I’m writing a playbook and have never tried to do this particular thing I’m doing.
I have 500 host computers - all RHEL8
Using ansible version: ansible [core 2.16.3]
From a server, I’m configuring a playbook to reach out to all 500 computers and…
- Determine if a $HOSTNAME.key file exists
- if It doesn’t, it will scp the file from the server (which is a Cert Authority server)
Ultimately the goal is to check for the existence of a $HOSTNAME.key and .crt file, and if they don’t exist, create them, and copy them to the remote host. For reasons of revocation, we definitely don’t want a playbook to create certs every time, when they definitely do exist.
I tried this with just a plain file and it worked fine. I created “file1” in /tmp on the CA. I ran the playbook, it didn’t find file1 on my one host (only testing with 1 host for now), so it copied the file over to /tmp on the host.

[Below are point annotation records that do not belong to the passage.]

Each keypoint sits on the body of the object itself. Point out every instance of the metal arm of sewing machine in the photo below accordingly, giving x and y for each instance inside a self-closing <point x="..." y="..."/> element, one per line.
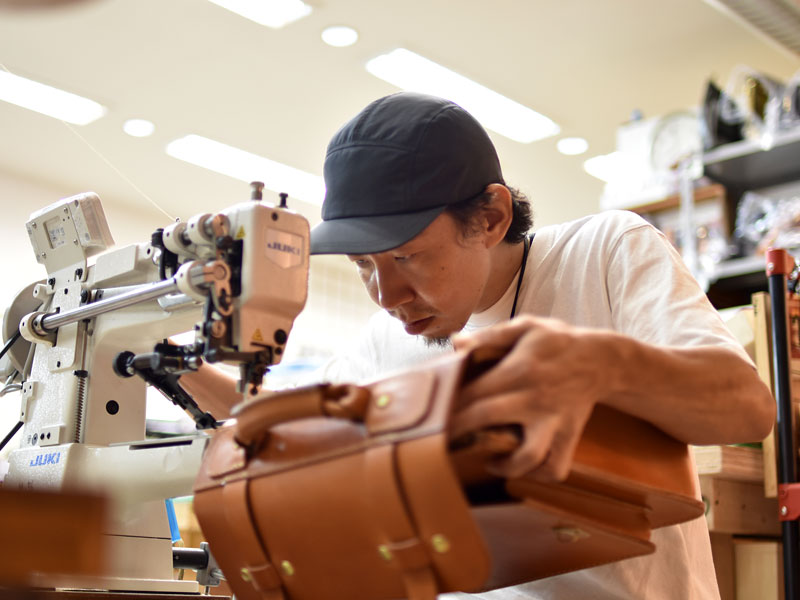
<point x="95" y="336"/>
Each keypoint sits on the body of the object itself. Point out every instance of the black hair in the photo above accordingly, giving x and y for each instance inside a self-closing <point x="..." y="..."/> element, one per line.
<point x="464" y="213"/>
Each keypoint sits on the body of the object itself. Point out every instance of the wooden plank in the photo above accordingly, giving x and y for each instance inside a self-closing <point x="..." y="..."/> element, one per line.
<point x="50" y="533"/>
<point x="763" y="359"/>
<point x="724" y="564"/>
<point x="759" y="569"/>
<point x="738" y="507"/>
<point x="730" y="462"/>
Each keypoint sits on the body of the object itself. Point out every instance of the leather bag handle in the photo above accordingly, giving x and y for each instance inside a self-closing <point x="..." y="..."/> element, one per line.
<point x="254" y="419"/>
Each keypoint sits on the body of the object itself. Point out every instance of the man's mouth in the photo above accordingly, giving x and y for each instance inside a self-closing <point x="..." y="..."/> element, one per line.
<point x="418" y="326"/>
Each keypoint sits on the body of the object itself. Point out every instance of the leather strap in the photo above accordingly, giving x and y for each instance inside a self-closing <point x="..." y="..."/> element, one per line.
<point x="389" y="512"/>
<point x="260" y="572"/>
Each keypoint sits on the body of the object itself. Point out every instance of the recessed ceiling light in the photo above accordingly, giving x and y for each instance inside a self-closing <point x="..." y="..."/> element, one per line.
<point x="245" y="166"/>
<point x="410" y="71"/>
<point x="48" y="100"/>
<point x="340" y="36"/>
<point x="572" y="146"/>
<point x="272" y="13"/>
<point x="611" y="167"/>
<point x="138" y="127"/>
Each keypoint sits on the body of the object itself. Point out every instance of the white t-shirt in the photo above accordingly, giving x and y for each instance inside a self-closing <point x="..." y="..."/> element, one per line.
<point x="609" y="271"/>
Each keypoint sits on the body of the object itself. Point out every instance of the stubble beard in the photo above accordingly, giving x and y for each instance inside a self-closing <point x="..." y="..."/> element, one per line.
<point x="442" y="342"/>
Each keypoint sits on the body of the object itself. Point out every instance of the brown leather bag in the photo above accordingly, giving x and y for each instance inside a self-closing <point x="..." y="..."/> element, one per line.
<point x="348" y="493"/>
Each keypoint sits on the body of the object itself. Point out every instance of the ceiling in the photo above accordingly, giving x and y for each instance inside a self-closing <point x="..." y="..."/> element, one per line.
<point x="192" y="67"/>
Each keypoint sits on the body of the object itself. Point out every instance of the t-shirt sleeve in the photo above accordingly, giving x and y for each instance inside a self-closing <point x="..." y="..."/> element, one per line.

Then I changed the playbook to the actual file I want to check for. The path statement is written like this:
tasks:
-
name: Check for $HOSTNAME.key
stat:
path: /tmp/$HOSTNAME.key
register: key -
name: Report if file exists
debug:
msg: “the file exists”
when: key.stat.exists == True
The problem is that the file does exist, but it keeps reporting that it’s skipping the debug/msg portion, finding it to be False. Yet the file is in /tmp on the host and I’ve even used chmod 777 in case of a permissions issue.
I can’t see what I’m doing wrong. Any ideas anyone? Thanks!